Most founders, either before they start their first company, or as they begin to go down the road of entrepreneurship, have an idea of what "having a board" will entail.
The formal definition of a board of directors is "a team of people elected by a corporation's shareholders to represent the shareholders' interests and ensure that the company's management acts on their behalf." Unfortunately, because of all the horror stories from founders being ousted from their own companies (Steve Jobs and Apple being one of the best-known examples), most first-time founders aren't quite sure what to expect when building a board, let alone how to have a healthy relationship with the other people around the table.
In the early days of building ThirdLove as a company, I thought of our board meetings as a place for us to report back to our investors on metrics, progress, things like that.
Over time, however, I have learned that your board of directors is your advisory panel. It's where you find your "truth seekers," who are best positioned and most incentivized to help you talk through the stickiest, hardest questions you might have as a founder.
In order for you to leverage your board of directors in the best way possible, there are two things you need to do as a founder:
1. Make sure you start with the right people on your board.
Your board composition is a crucial part of success. You want to be strategic about who you're bringing on, and the value they will add. For example, one of our board members is Lori Greeley, the former CEO of Victoria's Secret Stores. When my husband/co-founder Dave and I first started ThirdLove, neither one of us were coming from the bra industry. So getting someone who was an expert in this domain was really important to us--and she has since proven to be immensely valuable to our growth as a company.
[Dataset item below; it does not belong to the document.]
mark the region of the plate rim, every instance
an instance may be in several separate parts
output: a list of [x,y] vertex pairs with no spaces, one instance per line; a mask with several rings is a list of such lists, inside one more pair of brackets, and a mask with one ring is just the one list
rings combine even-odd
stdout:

Diversity of experiences and knowledge is key. Think about the holes in your skill set and your leadership team. What are the biggest challenges for you? Then bring on board members who can help advise in those weaker areas -- whether that is marketing, finance, security, or people.
I know a lot of founders who have four VCs on their board with no relevant operational experience to the company they're actually trying to build. And while they might be helpful in other ways, you have to consider how much more effective you would be with a board member suited for your specific industry or approach to building the business.
2. Find the best ways to leverage your specific board--and their areas of expertise.
The sign of a good board meeting is when we walk out feeling energized and focused to tackle the highest-priority items we've identified within the business.
This dynamic happens when you are comfortable having the hard conversations that need to be had with everyone around the table. Your board shouldn't be this room of people you are afraid to be honest with. These are the people you should be the most honest with--and who feel comfortable challenging you right back, asking the right questions, and helping ensure you are making the best decisions possible.
Our board meetings today are far from metrics presentations. We discuss those things, of course, and we send our presentation deck a day or two in advance so all board members can process the information in advance. These days our board meetings are a space to discuss bigger, stickier, more nuanced challenges and ideas. For example, last year we decided to run a national TV test based on a discussion that started in the boardroom.
It's a brainstorm--and over time, we have started to bring in some of our senior leaders from the company, if for no other reason than to give them exposure to the questions our board asks us and how we go about thinking through effective paths forward.